Saturday, January 7, 2017

Comment at "Contrary Brin", on why I sat out the 2012 vote

David, Following your comments thread, this one got me: "But the balance sheet is hugely in favor of the American Peace. Violence has plummeted and child health and education skyrocketed. The world that Roosevelt and Marshall built is better than any that ever was." The balance has been in our favor. In my first comment here I proposed that as a civilization we are poised near the right most extremity of an epochal pendulum swing. Along the course of that century long swing America was truly exceptional and "the world that Roosevelt and Marshall built" was central to that exceptionalism.  

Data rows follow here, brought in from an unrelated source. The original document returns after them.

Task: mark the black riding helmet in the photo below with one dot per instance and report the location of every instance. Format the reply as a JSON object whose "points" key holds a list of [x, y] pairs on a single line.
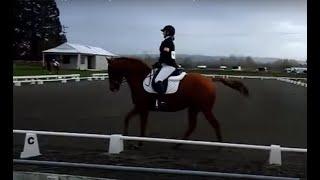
{"points": [[170, 29]]}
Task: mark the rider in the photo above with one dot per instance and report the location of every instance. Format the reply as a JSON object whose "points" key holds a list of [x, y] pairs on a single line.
{"points": [[166, 63]]}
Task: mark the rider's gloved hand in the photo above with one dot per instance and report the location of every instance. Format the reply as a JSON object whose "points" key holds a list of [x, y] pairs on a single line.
{"points": [[156, 65]]}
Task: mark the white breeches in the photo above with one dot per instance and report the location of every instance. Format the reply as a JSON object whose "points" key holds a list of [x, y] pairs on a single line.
{"points": [[164, 72]]}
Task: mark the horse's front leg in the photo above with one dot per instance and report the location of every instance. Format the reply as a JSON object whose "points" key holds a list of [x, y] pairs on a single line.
{"points": [[130, 114], [143, 125]]}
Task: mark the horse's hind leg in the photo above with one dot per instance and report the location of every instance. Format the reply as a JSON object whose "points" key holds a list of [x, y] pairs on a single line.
{"points": [[192, 118], [143, 125], [214, 123], [192, 115]]}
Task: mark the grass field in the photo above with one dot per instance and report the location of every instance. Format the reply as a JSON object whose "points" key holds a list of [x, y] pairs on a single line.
{"points": [[27, 69], [35, 69]]}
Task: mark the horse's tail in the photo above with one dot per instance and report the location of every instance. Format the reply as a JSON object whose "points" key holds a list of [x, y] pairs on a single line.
{"points": [[234, 84]]}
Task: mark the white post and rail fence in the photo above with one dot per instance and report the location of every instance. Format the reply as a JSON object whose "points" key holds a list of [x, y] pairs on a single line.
{"points": [[116, 143]]}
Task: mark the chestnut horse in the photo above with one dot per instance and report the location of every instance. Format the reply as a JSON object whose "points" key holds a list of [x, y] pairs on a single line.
{"points": [[196, 92]]}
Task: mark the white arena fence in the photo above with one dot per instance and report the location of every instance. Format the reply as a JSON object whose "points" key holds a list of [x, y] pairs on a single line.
{"points": [[17, 80], [116, 143], [40, 79]]}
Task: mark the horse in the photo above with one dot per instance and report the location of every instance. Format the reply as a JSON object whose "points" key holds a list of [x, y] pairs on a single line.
{"points": [[196, 92]]}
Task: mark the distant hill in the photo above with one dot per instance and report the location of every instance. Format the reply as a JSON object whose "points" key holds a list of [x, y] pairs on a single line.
{"points": [[203, 58]]}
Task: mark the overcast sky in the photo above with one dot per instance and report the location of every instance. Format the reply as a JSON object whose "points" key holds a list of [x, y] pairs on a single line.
{"points": [[259, 28]]}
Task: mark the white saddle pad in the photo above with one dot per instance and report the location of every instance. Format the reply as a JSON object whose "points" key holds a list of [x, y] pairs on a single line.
{"points": [[173, 83]]}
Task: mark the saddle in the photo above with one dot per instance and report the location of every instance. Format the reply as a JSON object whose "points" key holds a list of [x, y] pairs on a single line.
{"points": [[171, 83]]}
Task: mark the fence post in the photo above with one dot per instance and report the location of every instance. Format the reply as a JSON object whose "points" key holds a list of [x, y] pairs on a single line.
{"points": [[115, 144], [275, 155]]}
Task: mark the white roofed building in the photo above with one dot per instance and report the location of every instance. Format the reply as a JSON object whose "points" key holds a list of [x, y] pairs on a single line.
{"points": [[76, 56]]}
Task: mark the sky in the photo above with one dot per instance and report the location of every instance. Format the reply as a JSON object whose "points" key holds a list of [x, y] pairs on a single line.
{"points": [[257, 28]]}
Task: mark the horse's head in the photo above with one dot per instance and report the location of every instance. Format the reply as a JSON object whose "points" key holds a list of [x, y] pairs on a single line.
{"points": [[116, 75]]}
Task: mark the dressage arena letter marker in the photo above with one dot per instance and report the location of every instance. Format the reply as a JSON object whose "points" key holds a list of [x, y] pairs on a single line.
{"points": [[115, 144], [31, 146], [275, 155]]}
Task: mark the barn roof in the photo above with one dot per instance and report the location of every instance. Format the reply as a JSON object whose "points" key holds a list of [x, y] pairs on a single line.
{"points": [[78, 49]]}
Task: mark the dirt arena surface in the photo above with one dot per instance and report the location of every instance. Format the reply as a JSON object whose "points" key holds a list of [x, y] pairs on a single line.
{"points": [[275, 113]]}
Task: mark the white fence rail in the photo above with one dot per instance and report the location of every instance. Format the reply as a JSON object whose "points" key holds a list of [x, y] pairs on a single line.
{"points": [[17, 80], [116, 143]]}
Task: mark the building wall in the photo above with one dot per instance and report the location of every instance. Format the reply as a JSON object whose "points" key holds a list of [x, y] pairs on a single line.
{"points": [[83, 64], [101, 63], [73, 63]]}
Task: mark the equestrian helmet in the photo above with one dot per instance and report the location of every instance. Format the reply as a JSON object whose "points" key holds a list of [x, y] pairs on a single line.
{"points": [[170, 29]]}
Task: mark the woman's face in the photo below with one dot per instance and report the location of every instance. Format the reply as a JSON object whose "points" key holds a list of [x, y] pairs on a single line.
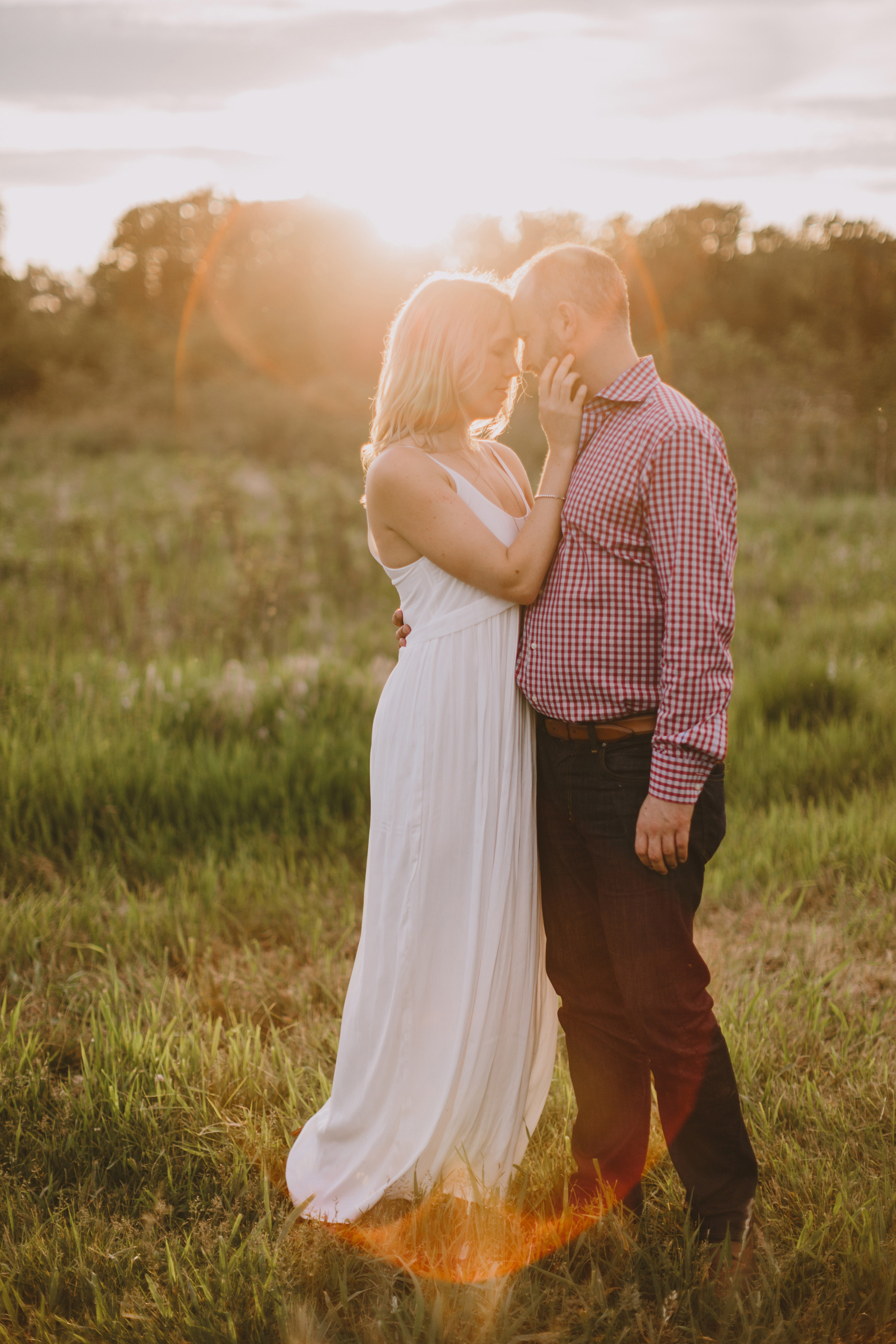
{"points": [[484, 399]]}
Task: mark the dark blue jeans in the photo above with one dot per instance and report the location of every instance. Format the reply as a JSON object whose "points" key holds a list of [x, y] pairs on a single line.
{"points": [[621, 956]]}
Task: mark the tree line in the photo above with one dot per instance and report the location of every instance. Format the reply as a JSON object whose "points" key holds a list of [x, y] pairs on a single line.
{"points": [[300, 290]]}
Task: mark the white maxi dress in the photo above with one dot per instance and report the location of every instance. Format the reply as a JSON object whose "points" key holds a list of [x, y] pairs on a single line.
{"points": [[449, 1030]]}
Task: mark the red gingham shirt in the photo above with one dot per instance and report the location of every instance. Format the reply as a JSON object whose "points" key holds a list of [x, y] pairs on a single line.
{"points": [[637, 609]]}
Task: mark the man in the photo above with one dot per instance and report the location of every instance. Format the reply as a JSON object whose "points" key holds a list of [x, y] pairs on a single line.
{"points": [[625, 657]]}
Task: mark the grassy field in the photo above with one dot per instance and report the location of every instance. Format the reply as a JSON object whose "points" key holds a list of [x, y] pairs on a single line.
{"points": [[192, 647]]}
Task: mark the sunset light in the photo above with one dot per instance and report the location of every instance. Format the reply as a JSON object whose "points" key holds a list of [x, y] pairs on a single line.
{"points": [[418, 115], [447, 671]]}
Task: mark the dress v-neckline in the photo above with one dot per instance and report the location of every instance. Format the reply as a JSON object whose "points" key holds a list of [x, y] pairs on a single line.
{"points": [[517, 518]]}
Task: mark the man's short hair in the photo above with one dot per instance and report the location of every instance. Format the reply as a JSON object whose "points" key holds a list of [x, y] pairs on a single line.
{"points": [[578, 275]]}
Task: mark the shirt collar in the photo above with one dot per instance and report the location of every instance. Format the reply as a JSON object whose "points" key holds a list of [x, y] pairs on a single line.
{"points": [[634, 385]]}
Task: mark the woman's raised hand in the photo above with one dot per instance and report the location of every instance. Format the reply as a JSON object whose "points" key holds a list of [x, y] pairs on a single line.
{"points": [[559, 408]]}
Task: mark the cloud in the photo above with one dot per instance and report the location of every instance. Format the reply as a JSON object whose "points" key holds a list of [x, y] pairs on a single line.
{"points": [[63, 54], [74, 167], [860, 109], [762, 163]]}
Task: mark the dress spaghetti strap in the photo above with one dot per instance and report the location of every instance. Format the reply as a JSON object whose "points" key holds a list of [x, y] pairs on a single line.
{"points": [[511, 478]]}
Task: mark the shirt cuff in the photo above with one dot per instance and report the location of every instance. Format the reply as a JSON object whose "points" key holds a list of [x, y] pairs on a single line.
{"points": [[678, 773]]}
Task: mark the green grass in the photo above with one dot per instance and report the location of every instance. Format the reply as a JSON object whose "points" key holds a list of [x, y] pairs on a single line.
{"points": [[183, 809]]}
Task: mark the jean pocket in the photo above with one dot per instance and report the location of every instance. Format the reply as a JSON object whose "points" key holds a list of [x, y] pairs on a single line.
{"points": [[628, 762], [712, 816]]}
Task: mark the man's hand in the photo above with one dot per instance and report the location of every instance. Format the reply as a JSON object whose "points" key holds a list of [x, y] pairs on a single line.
{"points": [[661, 836], [402, 630]]}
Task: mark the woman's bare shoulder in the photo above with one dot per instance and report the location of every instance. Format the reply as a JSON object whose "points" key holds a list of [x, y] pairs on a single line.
{"points": [[402, 465]]}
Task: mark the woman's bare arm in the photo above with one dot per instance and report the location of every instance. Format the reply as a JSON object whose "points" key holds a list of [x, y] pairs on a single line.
{"points": [[409, 496]]}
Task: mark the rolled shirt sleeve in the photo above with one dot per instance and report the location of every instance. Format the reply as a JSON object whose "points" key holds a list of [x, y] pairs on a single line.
{"points": [[691, 506]]}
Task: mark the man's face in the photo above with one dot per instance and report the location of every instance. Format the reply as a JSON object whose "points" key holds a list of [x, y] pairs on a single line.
{"points": [[533, 328]]}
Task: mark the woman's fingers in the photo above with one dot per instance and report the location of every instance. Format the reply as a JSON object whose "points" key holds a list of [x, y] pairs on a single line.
{"points": [[561, 376], [544, 382]]}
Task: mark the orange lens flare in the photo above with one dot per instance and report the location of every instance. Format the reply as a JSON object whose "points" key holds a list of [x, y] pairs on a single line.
{"points": [[447, 1240]]}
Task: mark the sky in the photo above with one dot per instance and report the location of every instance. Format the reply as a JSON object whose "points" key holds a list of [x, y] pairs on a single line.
{"points": [[418, 113]]}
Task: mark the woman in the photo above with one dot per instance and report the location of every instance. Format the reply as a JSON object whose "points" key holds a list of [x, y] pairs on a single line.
{"points": [[449, 1030]]}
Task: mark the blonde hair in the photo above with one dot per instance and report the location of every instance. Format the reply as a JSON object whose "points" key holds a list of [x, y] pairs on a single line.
{"points": [[436, 351]]}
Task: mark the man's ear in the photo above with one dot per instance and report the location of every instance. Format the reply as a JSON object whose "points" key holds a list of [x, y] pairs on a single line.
{"points": [[567, 322]]}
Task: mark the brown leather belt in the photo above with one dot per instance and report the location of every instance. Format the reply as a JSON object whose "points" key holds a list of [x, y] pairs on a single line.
{"points": [[615, 732]]}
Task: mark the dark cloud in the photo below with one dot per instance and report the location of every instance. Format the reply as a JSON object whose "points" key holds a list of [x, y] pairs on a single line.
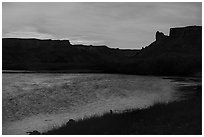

However, we have recently incorporated torture into our cultural norms, we have abandoned the prosecution of fraud against the rich and powerful, we have legislated an executive right to assassinate US citizens on foreign soil at the sole discretion of an increasingly imperial presidency that has made Nixon's transgressions look timid, even naive. These execrable policies are legacies of the last administration that could easily have been repudiated by the current one under the cover of party change, but instead have now been consolidated into the bipartisan consensus in DC, the consensus that whatever the powerful do there must be no negative consequence for themselves.  

Born into the GOP in the deep South(west), the sight of my parents and their friends, good people for the most part, reduced to maniacal if not outright homicidal hysteria by what seemed and continues to seem to me the racial progress of Johnson's policies, I fled that society before its descent into evangelical fanaticism. The Democratic party has now incorporated all of what was worst of that Southern GOP I fled into its own establishment. This "left" critique of Ron Paul, about whom I mostly agree with what you've said, is illuminating in that it shows just how destructive the scope of real bipartisan consensus in Washington is, at the same time outlining a region of broad agreement between the "left" many libertarians.  

Maybe as you say, lefties want to expand horizons and seek problems to solve while righties don't want change thrust upon them, but with the radicalism that passed for conservativism for the last twelve years, and yes I am including Obama as this kind of "conservative" (what power relationship has he changed, has he not conserved?), change is coming now hard and fast. Global climate change is real, the "Sovereign debt crisis" is a hoax, but our politics have been holding this reality on its head for twelve to fourteen years. Greed is virtue, up is down, good is bad etc. Last October at an INET conference George Soros said "the system has collapsed, it's just that no one recognizes it yet". I still hold that we are at or near that ultimate rightward position on the techno/cultural pendulum swing. The reverse swing will happen despite every entrenched power centers strenuous effort to prevent it and with 7 billion souls in the world the change will come fast and frightening.  

When I meet people who describe themselves as conservative I always ask them what it is they conserve. I consider myself a "conservative" who is trying to conserve the positive legacy of the enlightenment and our New Deal inheritance of democratic capitalism. The gridlock of our politics has not held back change, it has merely prevented the changes accelerating around us from adversely affecting those who currently wield political or economic power, and even then only within our own borders. Those without power have been abandoned to the torrents of transformation and are making the future now because they have no choice, and it may not be one we like.  

The center pieces of the Marshall Plan, Germany and Japan have, with our encouragement, taken our scientific advances and applied them to real technology even as we export our own productive capacity to them and to China. The difference between Republicans and Democrats on all these issues is just in tone. I left Texas over a quarter century ago to escape repugnant racial views like those Paul has recently been pilloried for from his past but as Greenwald discusses in detail in the first link above Paul is providing a real service to everyone that continues to want America to stand for freedom. I don't know that I could vote for him, but I don't know that there will be anyone I can vote for this time around. A first for me.  

Change has overwhelmed our political system it seems to me. It's almost like it's 1989 again but we are the Soviet Union, what can not work won't; what can not last won't; debts that can not be repaid will not be repaid. But our national debt is not in that category, Europe's are (second link above). Are Russians better off now than they were in 1989? Will we be in twenty years? Neither Democrats or Republicans other than Paul have anything to say about any of this in the run up to a national election. Reality has left our politics behind. As William Gibson said, "the future has arrived, it is just poorly distributed", none of it has made it inside the beltway!

Four years after I wrote the above, we have Trump as President and the CIA trying to initiate a coup. Our first Banana Republican President!